Yo vine del “banderazo”, con el ánimo reconfortado, pero también con un sabor agridulce que, al principio, no me explicaba a qué se debía. La satisfacción era producto de escuchar “Argentina, Argentina”, gritado en forma auténtica, unánime y sin discordias por muchas, muchísimas personas. Autos y peatones con pancartas que en general reclamaban algo a lo que suponen tener derecho. Mayoritariamente se leía: “Constitución”, “República” y “Justicia”.
Pero…, siempre hay un pero, cuantas veces ignoramos sus contenidos fundamentales. Hay un parangón entre esos términos con el significado de la palabra “Salud”, que solamente sabemos de ella cuando se pierde; mientras está presente la ignoramos.
Cuantas veces hemos escuchado y consentido que se han delegado funciones o acordado superpoderes a algún funcionario, algo que prohíbe y sanciona la Constitución expresamente, con la responsabilidad y pena de los “infames traidores a la Patria”(Art. 29). Sin embargo hemos hecho caso omiso a esa barbaridad. Hoy Cafiero y el presidente ostentan esas facultades al igual que tantos otros que formalmente las obtuvieron antes. Afuera, sólo silencio y complacencia.
“República” implica división de poderes y control recíproco, algo que hoy se ignora. Afuera silencio.

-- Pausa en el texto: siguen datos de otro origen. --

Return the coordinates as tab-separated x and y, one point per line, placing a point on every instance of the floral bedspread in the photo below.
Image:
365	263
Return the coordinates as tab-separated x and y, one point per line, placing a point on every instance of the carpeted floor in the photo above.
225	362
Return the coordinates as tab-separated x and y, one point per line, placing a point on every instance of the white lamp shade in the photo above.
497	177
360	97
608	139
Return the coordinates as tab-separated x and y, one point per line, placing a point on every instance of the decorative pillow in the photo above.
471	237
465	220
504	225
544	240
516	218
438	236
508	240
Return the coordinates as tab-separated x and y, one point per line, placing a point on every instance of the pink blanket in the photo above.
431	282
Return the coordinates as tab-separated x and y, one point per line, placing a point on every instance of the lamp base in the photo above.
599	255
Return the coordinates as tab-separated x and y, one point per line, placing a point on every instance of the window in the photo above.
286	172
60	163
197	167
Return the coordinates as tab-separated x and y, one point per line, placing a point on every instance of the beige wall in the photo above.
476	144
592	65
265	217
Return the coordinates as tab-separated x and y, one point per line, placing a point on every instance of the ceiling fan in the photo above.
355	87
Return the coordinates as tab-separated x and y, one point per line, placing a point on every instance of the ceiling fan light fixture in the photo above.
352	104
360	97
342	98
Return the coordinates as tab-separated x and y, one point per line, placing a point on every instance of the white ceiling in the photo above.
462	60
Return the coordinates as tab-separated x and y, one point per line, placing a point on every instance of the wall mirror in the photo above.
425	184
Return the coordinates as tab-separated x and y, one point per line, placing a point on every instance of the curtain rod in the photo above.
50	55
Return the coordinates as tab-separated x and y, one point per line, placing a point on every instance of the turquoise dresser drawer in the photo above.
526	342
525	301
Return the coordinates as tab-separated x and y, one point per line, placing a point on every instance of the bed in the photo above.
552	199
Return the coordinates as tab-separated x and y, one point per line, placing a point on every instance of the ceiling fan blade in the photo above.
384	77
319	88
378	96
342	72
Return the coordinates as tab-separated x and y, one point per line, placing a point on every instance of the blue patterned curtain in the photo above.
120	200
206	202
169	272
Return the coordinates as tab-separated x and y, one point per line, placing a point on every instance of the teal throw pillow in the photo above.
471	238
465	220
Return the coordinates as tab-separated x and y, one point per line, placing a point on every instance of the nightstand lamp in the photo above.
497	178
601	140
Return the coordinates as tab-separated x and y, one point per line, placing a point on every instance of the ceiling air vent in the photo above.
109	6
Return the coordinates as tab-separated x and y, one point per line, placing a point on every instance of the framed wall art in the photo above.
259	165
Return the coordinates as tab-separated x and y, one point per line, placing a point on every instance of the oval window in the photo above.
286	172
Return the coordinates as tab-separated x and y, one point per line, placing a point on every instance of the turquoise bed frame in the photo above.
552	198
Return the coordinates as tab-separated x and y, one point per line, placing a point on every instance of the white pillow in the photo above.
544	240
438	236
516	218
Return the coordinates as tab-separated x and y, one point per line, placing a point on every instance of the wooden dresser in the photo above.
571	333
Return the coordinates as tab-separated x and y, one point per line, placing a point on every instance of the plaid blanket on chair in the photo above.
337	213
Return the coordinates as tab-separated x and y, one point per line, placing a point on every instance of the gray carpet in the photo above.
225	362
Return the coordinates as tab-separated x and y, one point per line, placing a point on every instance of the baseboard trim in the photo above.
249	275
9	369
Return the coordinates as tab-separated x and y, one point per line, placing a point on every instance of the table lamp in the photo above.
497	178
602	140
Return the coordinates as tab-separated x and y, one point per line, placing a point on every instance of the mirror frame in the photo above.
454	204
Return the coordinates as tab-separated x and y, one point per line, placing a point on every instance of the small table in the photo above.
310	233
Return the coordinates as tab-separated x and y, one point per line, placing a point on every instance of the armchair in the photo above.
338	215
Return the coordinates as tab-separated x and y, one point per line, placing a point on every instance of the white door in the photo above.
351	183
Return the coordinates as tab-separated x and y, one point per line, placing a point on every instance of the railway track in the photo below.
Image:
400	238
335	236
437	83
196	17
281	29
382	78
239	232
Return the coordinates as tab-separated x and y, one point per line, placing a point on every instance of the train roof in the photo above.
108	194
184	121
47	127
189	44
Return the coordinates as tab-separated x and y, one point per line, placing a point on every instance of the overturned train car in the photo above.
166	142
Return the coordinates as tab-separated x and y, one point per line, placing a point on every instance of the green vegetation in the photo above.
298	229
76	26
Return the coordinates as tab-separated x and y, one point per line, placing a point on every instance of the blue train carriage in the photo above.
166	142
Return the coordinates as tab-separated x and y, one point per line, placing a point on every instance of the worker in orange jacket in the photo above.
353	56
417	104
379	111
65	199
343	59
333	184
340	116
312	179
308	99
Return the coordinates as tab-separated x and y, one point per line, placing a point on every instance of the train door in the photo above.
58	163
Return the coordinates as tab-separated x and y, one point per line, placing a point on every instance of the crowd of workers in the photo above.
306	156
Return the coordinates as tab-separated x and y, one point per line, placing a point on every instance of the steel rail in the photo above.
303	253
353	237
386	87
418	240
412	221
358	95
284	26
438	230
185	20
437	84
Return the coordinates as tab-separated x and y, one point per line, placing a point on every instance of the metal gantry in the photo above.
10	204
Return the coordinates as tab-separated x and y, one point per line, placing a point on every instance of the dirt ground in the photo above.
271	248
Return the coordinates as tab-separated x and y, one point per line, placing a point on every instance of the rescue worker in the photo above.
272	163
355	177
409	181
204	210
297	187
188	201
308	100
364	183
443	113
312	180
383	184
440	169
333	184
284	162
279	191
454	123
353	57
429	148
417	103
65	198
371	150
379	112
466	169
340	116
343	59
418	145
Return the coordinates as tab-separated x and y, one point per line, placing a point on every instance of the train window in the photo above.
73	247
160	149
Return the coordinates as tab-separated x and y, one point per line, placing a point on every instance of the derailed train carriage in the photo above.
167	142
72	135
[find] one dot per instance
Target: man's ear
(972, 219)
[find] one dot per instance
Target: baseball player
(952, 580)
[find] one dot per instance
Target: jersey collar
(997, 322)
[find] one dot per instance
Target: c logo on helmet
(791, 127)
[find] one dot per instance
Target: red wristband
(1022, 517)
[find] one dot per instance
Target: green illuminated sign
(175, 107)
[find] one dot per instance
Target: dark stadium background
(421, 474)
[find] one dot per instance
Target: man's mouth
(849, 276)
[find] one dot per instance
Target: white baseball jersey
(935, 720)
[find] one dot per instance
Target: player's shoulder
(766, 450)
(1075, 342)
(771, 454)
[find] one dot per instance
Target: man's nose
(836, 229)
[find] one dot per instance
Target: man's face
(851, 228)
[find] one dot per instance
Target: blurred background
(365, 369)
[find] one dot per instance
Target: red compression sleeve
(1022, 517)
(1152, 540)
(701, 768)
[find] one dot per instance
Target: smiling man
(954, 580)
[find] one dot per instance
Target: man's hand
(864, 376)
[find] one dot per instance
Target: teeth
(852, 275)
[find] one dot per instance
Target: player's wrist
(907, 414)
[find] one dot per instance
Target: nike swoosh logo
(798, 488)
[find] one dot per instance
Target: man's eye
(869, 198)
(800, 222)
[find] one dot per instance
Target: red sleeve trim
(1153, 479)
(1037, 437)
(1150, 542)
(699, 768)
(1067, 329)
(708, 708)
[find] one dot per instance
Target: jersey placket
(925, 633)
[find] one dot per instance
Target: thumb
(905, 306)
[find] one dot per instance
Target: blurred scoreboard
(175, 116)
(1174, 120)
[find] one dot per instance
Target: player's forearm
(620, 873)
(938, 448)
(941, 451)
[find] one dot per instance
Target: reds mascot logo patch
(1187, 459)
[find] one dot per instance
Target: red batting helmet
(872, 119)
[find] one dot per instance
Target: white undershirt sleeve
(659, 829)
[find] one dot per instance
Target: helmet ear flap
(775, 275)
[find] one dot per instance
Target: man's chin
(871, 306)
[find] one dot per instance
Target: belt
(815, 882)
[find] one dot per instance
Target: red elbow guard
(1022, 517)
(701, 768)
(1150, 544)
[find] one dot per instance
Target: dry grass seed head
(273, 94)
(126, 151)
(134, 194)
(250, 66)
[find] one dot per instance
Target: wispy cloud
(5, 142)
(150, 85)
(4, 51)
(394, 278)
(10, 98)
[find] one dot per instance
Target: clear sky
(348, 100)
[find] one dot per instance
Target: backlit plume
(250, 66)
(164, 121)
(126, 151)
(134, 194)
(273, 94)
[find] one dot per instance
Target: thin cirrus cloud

Creímos en una presunta “Justicia Independiente" que debió defender nuestros derechos, hoy pisoteados por impuestos confiscatorios, expropiaciones irregulares, y morosidad selectiva. Afuera, silencio.
Casi un siglo de corrupción que hizo desaparecer riquezas espléndidas y que permanentemente nos ha mantenido al borde de la quiebra. Afuera silencio.
Tal vez si como ayer hubiéramos cuidado lo que tuvimos, todo pudo ser diferente.